The lion does not devour its prey alone —

when it’s had its fill, it leaves the rest.

Allah’s kindness is with you,

so you trade the life your hold in your hand for a crumb.

Mind your soul, for, just like bread,

loaf follows loaf till the edge of the grave.

Allah grants no one life without granting bread,

because the soul is sustained by it.

Take this seriously — eat now,

and soon you will eat the food of the soul…

Your daily bread is granted to you by the Knowing, Powerful One,

so don’t shake your fist at the King and the tax-collector!

When the soul flies from your body,

be certain that your daily bread has arrived at last.

It arrives through the gate of Allah,

not the gate of your teeth or throat.

You may sit at the head of the table, but only way of great suffering —

especially if you weren’t wealthy or wise to begin with!

So forget that place!

To rise to such a rank would assure you nothing but heartache and scattered desires — Let Allah be enough to fill you.

In any state, in any event, it is better that you seek support from Allah

than that you should seek it from an ass-powered mill or a sack.

In any state, in any event, it is better that you depend upon the benevolence of Allah

than that you should depend on an ass-powered mill and the sack.

______

Hakim Sanai

Timeline (1044? – 1150?)

Not much is known about Hakim Sanai, often just called Sanai or Sanai of Ghazna. Sanai is one of the earlier Sufi poets. He was born in the province of Ghazna in southern Afghanistan in the middle of the 11th century and probably died around 1150.

Rumi acknowledged Sanai and Attar as his two primary inspirations, saying, “Attar is the soul and Sanai its two eyes, I came after Sanai and Attar.”

Sanai was originally a court poet who was engaged in writing praises for the Sultan of Ghazna.

The story is told of how the Sultan decided to lead a military attack against neighboring India and Sanai, as a court poet, was summoned to join the expedition to record the Sultan’s exploits. As Sanai was making his way to the court, he passed an enclosed garden frequented by a notorious drunk named Lai Khur.

As Sanai was passing by, he heard Lai Khur loudly proclaim a toast to the blindness of the Sultan for greedily choosing to attack India, when there was so much beauty in Ghazna. Sanai was shocked and stopped. Lai Khur then proposed a toast to the blindness of the famous young poet Sanai who, with his gifts of insight and expression, couldn’t see the pointlessness of his existence as a poet praising such a foolish Sultan.

These words were like an earthquake to Hakim Sanai, because he knew they were true. He abandoned his life as a pampered court poet, even declining marriage to the Sultan’s own sister, and began to study with a Sufi master named Yusef Hamdani.

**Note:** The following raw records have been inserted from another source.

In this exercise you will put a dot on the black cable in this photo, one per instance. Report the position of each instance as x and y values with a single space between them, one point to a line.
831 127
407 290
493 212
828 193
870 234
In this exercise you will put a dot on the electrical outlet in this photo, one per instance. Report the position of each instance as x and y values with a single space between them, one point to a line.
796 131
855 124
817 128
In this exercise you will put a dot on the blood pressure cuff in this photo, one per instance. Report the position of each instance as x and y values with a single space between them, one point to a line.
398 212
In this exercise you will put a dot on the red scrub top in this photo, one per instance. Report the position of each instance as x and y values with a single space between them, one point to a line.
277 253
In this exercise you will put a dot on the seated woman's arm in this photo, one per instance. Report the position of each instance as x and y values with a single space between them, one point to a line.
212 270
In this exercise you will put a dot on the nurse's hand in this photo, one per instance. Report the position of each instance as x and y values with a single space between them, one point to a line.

Sanai soon went on pilgrimage to Mecca. When he returned, he composed his Hadiqatu’l Haqiqat or The Walled Garden of Truth. There was a double meaning in this title for, in Persian, the word for a walled garden is the same word for paradise, but it was also from within a walled garden that Lai Khur uttered the harsh truths that set Hakim Sanai on the path of wisdom.